O projeto proíbe a utilização do Palácio Laranjeiras como residência oficial, e determina que o imóvel seja transferido para a gestão da Secretaria estadual de Cultura. Autor do requerimento e do projeto, que foi apresentado no mês de junho após as primeiras operações sobre desvios na Saúde, o deputado Anderson Moraes (PSL) afirmou que o objetivo da proposta é “fazer o governador cumprir pelo menos uma promessa de campanha”, em referência ao fato de Witzel ter dito, durante as eleições, que continuaria morando em sua casa, no Grajaú:
Moraes disse que já está articulando apoio ao projeto entre os parlamentares.
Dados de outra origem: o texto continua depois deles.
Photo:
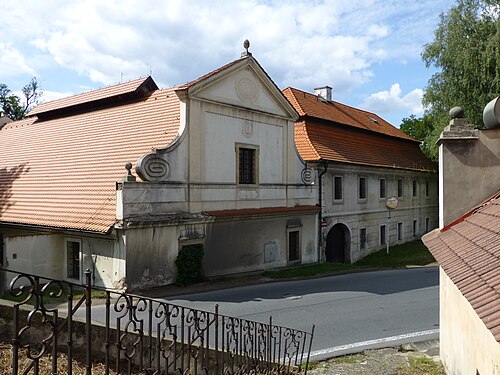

No final de semana, após a publicação da matéria, o deputado Renan Ferreirinha (PSB) questionou o uso do palácio:
— Witzel está afastado do cargo de governador e não vem trabalhando efetivamente para o estado. Então, por que ainda usa o Palácio Laranjeiras? Por que ainda se esbalda na mordomia paga com dinheiro público?
O deputado Chicão Bulhões (Novo) se manifestou por uma rede social: “Às custas do pagador de impostos, Witzel continua no Palácio, dando entrevista, comendo, bebendo, fumando um charutão cubano e se fazendo de vítima”.